Cette réflexion a pris naissance dans la rencontre entre un intérêt personnel et une pratique professionnelle de Responsable de Formation en milieu entreprise. Le thème était présent dans notre mémoire de maîtrise, pour établir un nœud gordien entre un contenu (objet à transmettre) et des modalités spécifiques (stratégie cognitive, biographie de la personne, captation de ses attentes…). Par ailleurs, il augurait le fait de posséder une identité professionnelle clairement établie, qui balise un cheminement menant à une habilitation (reconnue par les institutions).

Au cours des années, notre question de départ s'est considérablement précisée :

  • En Octobre 1994, nous écrivions "à quelles conditions former des formateurs capables de gérer des systèmes flexibles ?"
  • Un an plus tard, en Décembre 1995, nous formulions : "comment former des formateurs susceptibles de gérer une formation personnalisée de qualité ?"
  • Au moment de l'écriture définitive, l'interrogation est devenue : "à quelles conditions former des formateurs susceptibles de gérer une formation personnalisée, en particulier dans la fonction commerciale ?".

De la même façon, les hypothèses se sont affinées dans le temps :

  • A notre point de vue, la gestion d'une formation personnalisée peut se réaliser, mais seulement avec une double exigence :
    • celle du sujet-apprenant, qui construit son histoire dans le champ des savoirs et des compétences. Par conséquent, elle ne saurait être que SINGULIERE, UNIQUE et, surtout, GLOBALE.
    • celle du formateur, qui se re-construit, se métamorphose, se commue en révélateur de l'autre, tout en "cheminant" lui-même, à partir d'une supervision qui l'incite à faire des allers et des retours entre les fondements de la formation personnalisée et les modalités applicatrices.

Hélène TROCME-FABRE 59 apporte une contribution significative à notre réflexion en confirmant : "Dans tout métier, celui qui "entre en apprenance" doit être accompagné vers la maîtrise des gestes et la capacité de décision qui sont le signe de l'autonomie des gens de métier. Pour ce faire, les rôles doivent être redéfinis. Le guidage, sous forme d'accompagnement, de médiation, de transaction, est destiné à rendre l'apprenance durable…"

En second lieu, une stratégie de personnalisation repose sur une construction et un échange. C'est par la reconnaissance et la mise en visibilité de toutes les compétences que l'on pourrait élargir le champ de l'intervention pédagogique. C'est par une meilleure gestion des savoirs, par l'invention d'une économie des connaissances, que nous pourrons projeter les contenus d'autres formes de prospérité et d'efficacité.

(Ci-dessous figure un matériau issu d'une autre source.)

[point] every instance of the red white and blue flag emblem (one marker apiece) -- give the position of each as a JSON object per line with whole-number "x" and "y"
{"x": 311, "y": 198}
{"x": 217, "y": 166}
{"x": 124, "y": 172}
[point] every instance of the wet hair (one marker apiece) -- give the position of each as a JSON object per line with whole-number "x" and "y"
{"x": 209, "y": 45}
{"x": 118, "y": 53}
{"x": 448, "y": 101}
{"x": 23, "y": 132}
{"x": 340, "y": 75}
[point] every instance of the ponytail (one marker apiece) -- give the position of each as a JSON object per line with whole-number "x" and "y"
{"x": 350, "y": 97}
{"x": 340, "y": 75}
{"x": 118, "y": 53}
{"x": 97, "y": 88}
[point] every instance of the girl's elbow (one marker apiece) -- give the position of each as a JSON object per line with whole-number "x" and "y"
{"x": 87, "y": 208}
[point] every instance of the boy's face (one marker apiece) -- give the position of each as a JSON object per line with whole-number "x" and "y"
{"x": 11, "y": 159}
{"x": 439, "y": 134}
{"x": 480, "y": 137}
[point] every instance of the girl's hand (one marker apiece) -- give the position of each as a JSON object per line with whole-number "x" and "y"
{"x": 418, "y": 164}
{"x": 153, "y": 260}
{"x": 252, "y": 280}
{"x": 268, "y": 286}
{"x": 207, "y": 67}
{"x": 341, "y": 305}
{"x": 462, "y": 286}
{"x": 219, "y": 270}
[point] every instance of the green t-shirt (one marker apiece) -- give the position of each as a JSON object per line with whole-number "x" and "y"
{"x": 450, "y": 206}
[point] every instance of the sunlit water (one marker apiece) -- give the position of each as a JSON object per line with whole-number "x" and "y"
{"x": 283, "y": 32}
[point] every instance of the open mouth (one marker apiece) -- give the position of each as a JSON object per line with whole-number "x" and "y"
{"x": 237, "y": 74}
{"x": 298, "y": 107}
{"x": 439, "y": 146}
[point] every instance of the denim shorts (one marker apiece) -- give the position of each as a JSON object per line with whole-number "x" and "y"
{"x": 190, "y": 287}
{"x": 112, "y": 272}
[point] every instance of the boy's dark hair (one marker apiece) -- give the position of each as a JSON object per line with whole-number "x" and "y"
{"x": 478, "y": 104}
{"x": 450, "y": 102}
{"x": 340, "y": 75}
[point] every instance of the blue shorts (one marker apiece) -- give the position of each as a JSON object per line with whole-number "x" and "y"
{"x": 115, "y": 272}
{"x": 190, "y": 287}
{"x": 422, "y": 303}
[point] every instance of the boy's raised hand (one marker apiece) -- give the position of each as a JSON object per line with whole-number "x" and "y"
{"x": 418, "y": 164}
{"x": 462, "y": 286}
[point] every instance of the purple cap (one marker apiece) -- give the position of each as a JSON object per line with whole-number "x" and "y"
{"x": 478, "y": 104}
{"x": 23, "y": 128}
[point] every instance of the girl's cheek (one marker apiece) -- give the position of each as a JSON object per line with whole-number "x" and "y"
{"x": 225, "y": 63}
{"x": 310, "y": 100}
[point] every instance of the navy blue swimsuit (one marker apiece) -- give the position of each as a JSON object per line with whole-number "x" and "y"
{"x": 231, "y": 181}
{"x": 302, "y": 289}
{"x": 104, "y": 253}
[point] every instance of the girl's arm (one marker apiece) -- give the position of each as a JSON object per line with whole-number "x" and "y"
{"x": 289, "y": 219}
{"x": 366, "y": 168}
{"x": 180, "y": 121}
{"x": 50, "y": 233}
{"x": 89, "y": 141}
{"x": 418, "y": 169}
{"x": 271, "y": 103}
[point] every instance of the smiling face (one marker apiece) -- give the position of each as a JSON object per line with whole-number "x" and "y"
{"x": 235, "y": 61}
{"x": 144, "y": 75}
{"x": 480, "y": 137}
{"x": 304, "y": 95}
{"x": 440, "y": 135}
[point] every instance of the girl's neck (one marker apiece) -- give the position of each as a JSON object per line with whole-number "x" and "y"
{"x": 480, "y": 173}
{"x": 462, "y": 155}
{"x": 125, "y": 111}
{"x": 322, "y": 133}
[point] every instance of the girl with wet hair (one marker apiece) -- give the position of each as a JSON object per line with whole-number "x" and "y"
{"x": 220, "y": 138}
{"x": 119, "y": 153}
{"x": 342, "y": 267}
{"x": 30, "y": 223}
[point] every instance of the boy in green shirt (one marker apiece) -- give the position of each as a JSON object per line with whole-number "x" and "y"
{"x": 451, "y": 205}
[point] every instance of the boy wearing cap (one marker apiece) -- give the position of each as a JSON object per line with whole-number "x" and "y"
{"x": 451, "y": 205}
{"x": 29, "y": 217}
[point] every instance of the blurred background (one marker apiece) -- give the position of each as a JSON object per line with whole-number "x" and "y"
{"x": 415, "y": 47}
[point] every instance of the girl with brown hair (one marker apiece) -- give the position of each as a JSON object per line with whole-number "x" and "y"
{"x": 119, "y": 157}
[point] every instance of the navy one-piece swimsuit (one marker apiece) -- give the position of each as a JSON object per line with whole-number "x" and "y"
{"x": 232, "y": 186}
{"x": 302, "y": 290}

Le savoir n'est pas seulement la richesse première du monde actuel. Vivant d'invention collective, de transmission, d'interpré- tation et de partage, la connaissance est l'un des lieux où la solidarité entre les hommes peut prendre le PLUS DE SENS, LE PLUS DE LIENS.

Le dispositif relatif à l'acte de personnalisation est tellement nouveau qu'il attire ou qu'il effraie. Il est même devenu une "tarte à la crème", alimentant certains colloques et discussions.

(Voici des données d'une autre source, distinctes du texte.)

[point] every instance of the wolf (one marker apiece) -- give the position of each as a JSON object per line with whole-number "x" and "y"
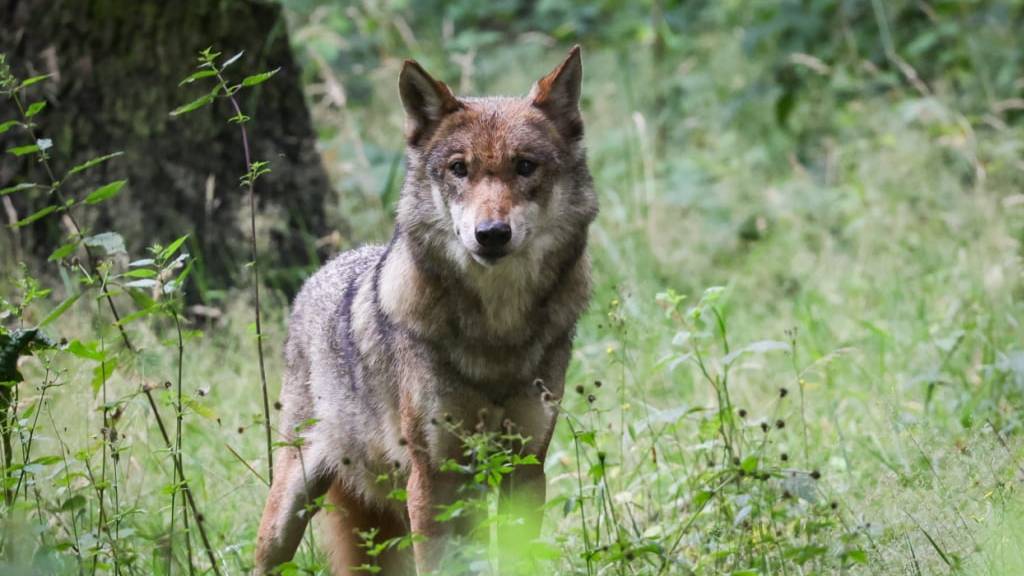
{"x": 467, "y": 315}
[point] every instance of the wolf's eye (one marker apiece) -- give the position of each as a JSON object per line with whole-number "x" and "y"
{"x": 459, "y": 168}
{"x": 524, "y": 167}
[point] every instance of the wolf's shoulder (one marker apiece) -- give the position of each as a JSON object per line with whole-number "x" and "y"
{"x": 324, "y": 290}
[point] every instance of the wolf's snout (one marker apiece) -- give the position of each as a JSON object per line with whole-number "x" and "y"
{"x": 493, "y": 235}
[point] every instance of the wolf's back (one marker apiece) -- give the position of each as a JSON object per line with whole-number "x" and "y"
{"x": 317, "y": 316}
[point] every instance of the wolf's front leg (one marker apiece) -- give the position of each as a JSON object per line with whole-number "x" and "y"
{"x": 287, "y": 511}
{"x": 428, "y": 489}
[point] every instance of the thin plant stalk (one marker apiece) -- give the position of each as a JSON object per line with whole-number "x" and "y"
{"x": 250, "y": 190}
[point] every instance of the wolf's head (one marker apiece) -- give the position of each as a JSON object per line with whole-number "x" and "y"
{"x": 496, "y": 180}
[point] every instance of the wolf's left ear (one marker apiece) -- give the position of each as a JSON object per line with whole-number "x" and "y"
{"x": 557, "y": 94}
{"x": 426, "y": 101}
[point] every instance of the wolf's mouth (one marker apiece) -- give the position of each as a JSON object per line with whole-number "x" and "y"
{"x": 488, "y": 257}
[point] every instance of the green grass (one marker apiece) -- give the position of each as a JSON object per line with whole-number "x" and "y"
{"x": 873, "y": 271}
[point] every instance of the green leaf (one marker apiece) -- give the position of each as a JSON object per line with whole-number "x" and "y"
{"x": 111, "y": 242}
{"x": 33, "y": 80}
{"x": 104, "y": 193}
{"x": 140, "y": 273}
{"x": 172, "y": 248}
{"x": 35, "y": 108}
{"x": 23, "y": 150}
{"x": 194, "y": 106}
{"x": 588, "y": 438}
{"x": 73, "y": 503}
{"x": 201, "y": 409}
{"x": 87, "y": 351}
{"x": 259, "y": 78}
{"x": 90, "y": 163}
{"x": 231, "y": 59}
{"x": 18, "y": 188}
{"x": 35, "y": 216}
{"x": 58, "y": 312}
{"x": 62, "y": 252}
{"x": 198, "y": 76}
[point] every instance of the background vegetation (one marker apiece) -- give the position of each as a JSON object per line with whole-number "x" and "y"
{"x": 804, "y": 353}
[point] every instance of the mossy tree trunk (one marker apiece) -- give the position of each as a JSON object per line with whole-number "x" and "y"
{"x": 116, "y": 66}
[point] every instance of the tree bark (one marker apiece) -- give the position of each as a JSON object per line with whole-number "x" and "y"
{"x": 116, "y": 66}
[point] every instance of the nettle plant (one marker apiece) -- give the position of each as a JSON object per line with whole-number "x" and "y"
{"x": 67, "y": 510}
{"x": 704, "y": 489}
{"x": 212, "y": 71}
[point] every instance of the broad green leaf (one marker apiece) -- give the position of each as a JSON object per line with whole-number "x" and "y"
{"x": 18, "y": 188}
{"x": 172, "y": 248}
{"x": 58, "y": 312}
{"x": 33, "y": 80}
{"x": 36, "y": 215}
{"x": 194, "y": 106}
{"x": 90, "y": 163}
{"x": 87, "y": 351}
{"x": 140, "y": 273}
{"x": 23, "y": 150}
{"x": 198, "y": 76}
{"x": 104, "y": 192}
{"x": 35, "y": 108}
{"x": 111, "y": 242}
{"x": 231, "y": 59}
{"x": 259, "y": 78}
{"x": 62, "y": 252}
{"x": 141, "y": 283}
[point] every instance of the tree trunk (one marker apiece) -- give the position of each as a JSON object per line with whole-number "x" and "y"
{"x": 116, "y": 66}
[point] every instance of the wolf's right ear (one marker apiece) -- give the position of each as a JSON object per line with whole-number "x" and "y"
{"x": 426, "y": 101}
{"x": 557, "y": 94}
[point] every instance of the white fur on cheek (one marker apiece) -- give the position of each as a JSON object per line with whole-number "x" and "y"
{"x": 453, "y": 246}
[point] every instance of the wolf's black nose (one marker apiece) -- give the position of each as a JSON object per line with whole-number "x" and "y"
{"x": 493, "y": 234}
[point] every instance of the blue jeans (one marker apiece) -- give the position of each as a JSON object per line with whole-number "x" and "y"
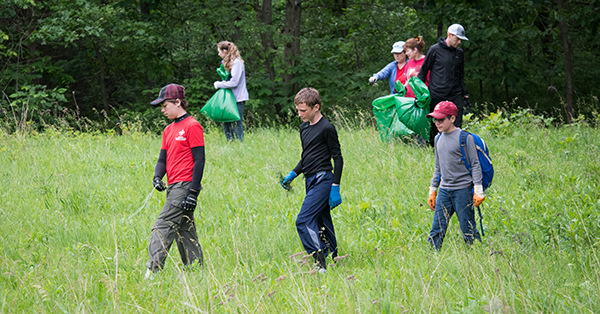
{"x": 315, "y": 215}
{"x": 448, "y": 202}
{"x": 235, "y": 130}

Il n'est qu'à interroger des sites Internet sur la "personnalisation" pour recevoir un "fourre-tout" d'informations mêlant progression, individualisation et modalités diverses de formation (cf.annexe). Dans son principe fondateur, la personnalisation constitue pourtant un signe avant-coureur qui annonce une lecture nouvelle d'un monde en plein changement. Il nous invite à sortir de nos catégories socio-politiques, héritées de la civilisation industrielle, et ouvre une nouvelle carte pour comprendre et agir sur le présent et l'avenir.

L'une des convictions résultant de notre recherche porte sur la position primordiale des sujets-apprenants. Ceux-ci doivent être non seulement les bénéficiaires privilégies de cette approche formative mais, surtout, les principaux révélateurs/stimulateurs d'une demande de plus en plus exigeante et affinée auprès de leur formateur et/ou de leur institution de formation. En effet, c'est sur les sujets-apprenants que convergent les conséquences abouties d'une formation personnalisée, qui gère la totalité de la personne, la réponse à sa demande, en intégrant les exigences, les problématiques (voire les turpitudes…) de son employeur (sans oublier que ce dernier est en charge du financement de la formation et, par là-même, en attente d'un "retour sur investissement").

A la question initiale, interrogeant les conditions nécessaires pour qu'une stratégie de personnalisation puisse se réaliser en entreprise, nous proposons une compréhension rationnelle de l'acte de personnalisation.

Au travers du décryptage des indicateurs de personnalisation, nous avons voulu apporter une contribution utile pour percevoir l'existence d'une corrélation entre le processus de transformation et la personne accompagnée, signifiant ainsi que l'apprentissage, dans le chantier, s'appuie sur la conviction que l'homme change en permanence pour répondre à sa pression biologique interne, et pour s'adapter à son environnement. C'est pourquoi apprendre est pour lui un passage vers la métamorphose.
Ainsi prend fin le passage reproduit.